Supongo que ya está bien por hoy. Aún no eres ni un muchachito y no es de recibo llenarte tan pronto la cabeza y el corazón de preocupaciones. Pero tu papá Ernesto confía en ti para que tu papá Víctor le siga queriendo mucho, mucho, mucho, para que siga dejando que tu papá Ernesto le quiera mucho, mucho, mucho, y para que ponga todo de su parte con el fin de que estéis los tres juntos el mayor tiempo posible y ni tu papá Víctor ni tú, por difícil que parezca, os salgáis de su vida. Para tu papá Ernesto sería una catástrofe.

Sé bueno, no comas algas —que te puedes asfixiar, alma de cántaro— y no me olvides.

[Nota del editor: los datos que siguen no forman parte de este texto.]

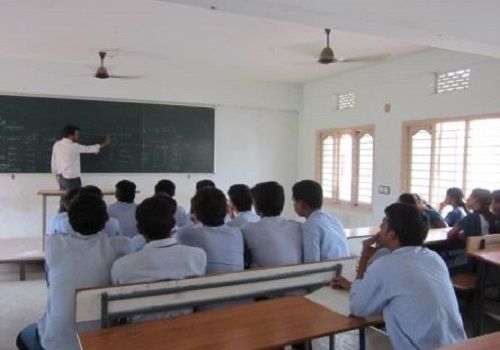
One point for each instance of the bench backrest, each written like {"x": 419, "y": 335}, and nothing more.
{"x": 481, "y": 242}
{"x": 125, "y": 300}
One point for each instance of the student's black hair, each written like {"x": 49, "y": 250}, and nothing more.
{"x": 205, "y": 183}
{"x": 241, "y": 197}
{"x": 495, "y": 195}
{"x": 409, "y": 225}
{"x": 484, "y": 198}
{"x": 155, "y": 217}
{"x": 69, "y": 130}
{"x": 87, "y": 214}
{"x": 268, "y": 198}
{"x": 125, "y": 191}
{"x": 309, "y": 192}
{"x": 407, "y": 198}
{"x": 165, "y": 187}
{"x": 458, "y": 197}
{"x": 91, "y": 189}
{"x": 209, "y": 206}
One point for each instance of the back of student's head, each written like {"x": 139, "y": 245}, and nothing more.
{"x": 408, "y": 198}
{"x": 70, "y": 129}
{"x": 165, "y": 187}
{"x": 204, "y": 183}
{"x": 92, "y": 190}
{"x": 209, "y": 206}
{"x": 155, "y": 217}
{"x": 125, "y": 191}
{"x": 241, "y": 197}
{"x": 408, "y": 223}
{"x": 309, "y": 192}
{"x": 495, "y": 195}
{"x": 268, "y": 198}
{"x": 87, "y": 214}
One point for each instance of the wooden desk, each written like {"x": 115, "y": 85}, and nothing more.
{"x": 359, "y": 232}
{"x": 260, "y": 325}
{"x": 485, "y": 257}
{"x": 21, "y": 251}
{"x": 485, "y": 342}
{"x": 55, "y": 193}
{"x": 435, "y": 235}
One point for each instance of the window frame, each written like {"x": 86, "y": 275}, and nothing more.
{"x": 409, "y": 128}
{"x": 356, "y": 133}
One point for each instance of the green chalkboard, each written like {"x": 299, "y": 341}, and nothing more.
{"x": 146, "y": 138}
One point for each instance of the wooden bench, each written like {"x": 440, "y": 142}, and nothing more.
{"x": 108, "y": 303}
{"x": 21, "y": 251}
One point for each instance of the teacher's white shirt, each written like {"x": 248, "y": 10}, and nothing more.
{"x": 66, "y": 157}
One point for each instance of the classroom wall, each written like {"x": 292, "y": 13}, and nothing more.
{"x": 255, "y": 134}
{"x": 408, "y": 85}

Muchos, muchos, muchos besos. Y dale otros tantos, de mi parte, a tu papá Víctor.

Te quiere muchísimo,

Tu papá Ernesto

La Algaida, 16 de junio de 2012

Queridísimo Romeo:

Nos has salido con el estómago delicado. Me lo ha dicho tu papá Víctor, y ha intentado que no me dé cuenta de lo mucho que eso le preocupa. Tienes diarrea con mucha frecuencia, y cada vez que te aqueja ese desarreglo digestivo hay que volver a desparasitarte. A mí me gusta mucho cómo lo dice tu papá Víctor: «Nos ha salido con el estómago delicado». Así, con ese «nos» que me recuerda que somos una familia, y que lo seguiremos siendo, ocurra lo que ocurra. Me lo ha dicho hace un rato, con mucha naturalidad, mientras te dábamos un paseo cortito por el final del Paseo Marítimo, y yo entonces he sentido que nos perteneces de verdad a los dos, tú has sido un grandísimo regalo de amor que le hice a tu papá Víctor.

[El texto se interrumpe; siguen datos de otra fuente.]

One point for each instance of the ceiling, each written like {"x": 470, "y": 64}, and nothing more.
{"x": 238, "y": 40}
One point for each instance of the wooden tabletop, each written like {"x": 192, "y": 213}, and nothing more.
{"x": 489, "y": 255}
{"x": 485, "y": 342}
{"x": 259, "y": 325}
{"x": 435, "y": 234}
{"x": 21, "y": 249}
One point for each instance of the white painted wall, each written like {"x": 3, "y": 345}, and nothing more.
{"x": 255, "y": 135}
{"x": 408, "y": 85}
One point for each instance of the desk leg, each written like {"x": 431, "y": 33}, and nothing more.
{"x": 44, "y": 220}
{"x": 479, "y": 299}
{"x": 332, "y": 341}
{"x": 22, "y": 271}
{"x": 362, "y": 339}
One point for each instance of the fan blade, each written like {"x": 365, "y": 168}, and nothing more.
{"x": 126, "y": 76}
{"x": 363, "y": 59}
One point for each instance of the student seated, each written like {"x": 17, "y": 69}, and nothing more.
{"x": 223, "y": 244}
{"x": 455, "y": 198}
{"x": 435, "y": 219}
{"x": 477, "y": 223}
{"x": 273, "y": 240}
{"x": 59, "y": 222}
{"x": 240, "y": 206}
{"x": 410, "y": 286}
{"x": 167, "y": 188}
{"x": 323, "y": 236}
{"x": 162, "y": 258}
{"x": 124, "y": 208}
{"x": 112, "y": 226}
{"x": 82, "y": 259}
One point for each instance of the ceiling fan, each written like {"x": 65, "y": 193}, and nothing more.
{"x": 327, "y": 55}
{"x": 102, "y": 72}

Mira, Romeo, creo que voy a dejarme de esta chorrada de «tu papá Víctor» y «tu papá Ernesto», porque, además de ser una cursilada del tamaño de la bipolaridad de la Bipolar, resulta pesadísimo. Enseguida te cuento quién es la Bipolar y cómo se las gasta el hombre —porque es un hombre, a pesar del mote; un poco mamarracha, pero un hombre—, aunque la verdad es que hacía tiempo que no soltaba veneno contra Víctor y contra mí, pero ha vuelto a las andadas. El caso es que, a partir de ahora, tu papá Víctor será Víctor a secas, y tu papá Ernesto, que soy yo, sólo seré yo. Qué alivio. Esto es como quitarse unos zapatos que aprietan. O como quitarte un bozal que no te deja ladrar y morder a gusto, ya sabrás lo que es eso.

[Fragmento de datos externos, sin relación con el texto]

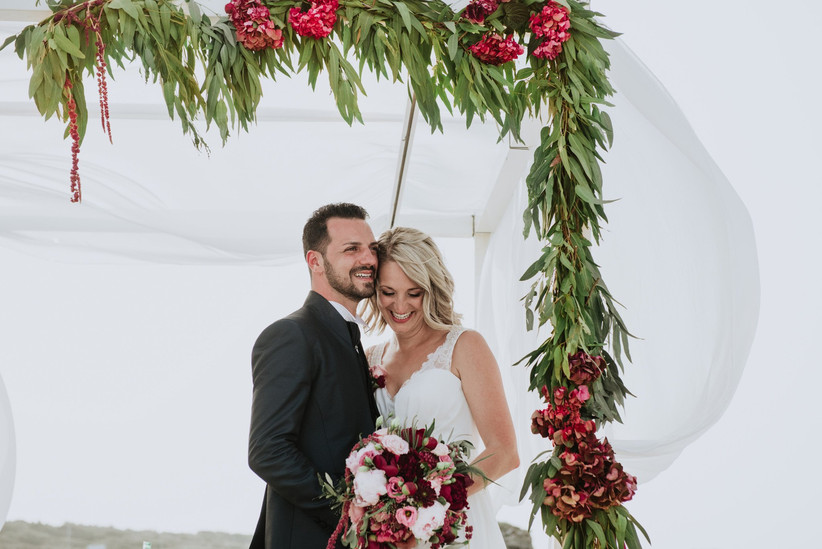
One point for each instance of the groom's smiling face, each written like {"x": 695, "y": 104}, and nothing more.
{"x": 350, "y": 259}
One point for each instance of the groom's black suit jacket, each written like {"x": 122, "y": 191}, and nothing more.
{"x": 310, "y": 405}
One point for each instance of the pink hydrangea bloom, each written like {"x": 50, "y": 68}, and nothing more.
{"x": 252, "y": 21}
{"x": 317, "y": 22}
{"x": 496, "y": 50}
{"x": 553, "y": 24}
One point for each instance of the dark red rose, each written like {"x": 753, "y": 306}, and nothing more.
{"x": 388, "y": 465}
{"x": 456, "y": 493}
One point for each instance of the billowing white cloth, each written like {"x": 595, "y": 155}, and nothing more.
{"x": 678, "y": 252}
{"x": 434, "y": 395}
{"x": 8, "y": 453}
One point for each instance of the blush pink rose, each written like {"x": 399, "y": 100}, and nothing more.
{"x": 407, "y": 516}
{"x": 429, "y": 519}
{"x": 369, "y": 486}
{"x": 394, "y": 444}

Te decía que uno al que llamamos la Bipolar, además de otro al que llaman la Embajadora, y otros de la misma calaña que forman el comando anti Víctor Ramírez, acaban de reaparecer. Eso sí, haciendo el ridículo. Resulta que en algaidadigital, y a propósito de un artículo que Víctor ha publicado sobre la necesidad de ser coherentes y valerosos en esta vida para alcanzar la felicidad —la verdad es que le quedó bastante Disney—, la Bipolar y el resto de la patulea han empezado a colgar comentarios para, según ellos, «desenmascarar el cinismo y la deshonestidad personal del delegado de Igualdad». Al principio todo eran insinuaciones y frases en clave, y no se entendía nada, hasta que uno de ellos escribió: «Si las dunas de Las Albercas hablasen de lo que pasó allí el domingo pasado, al delegado se le quitarían las ganas de seguir echando sermones». Entonces, Víctor y yo lo comprendimos todo y nos reímos mucho. Romeo, reír con Víctor es como abrir a escobazos una piñata.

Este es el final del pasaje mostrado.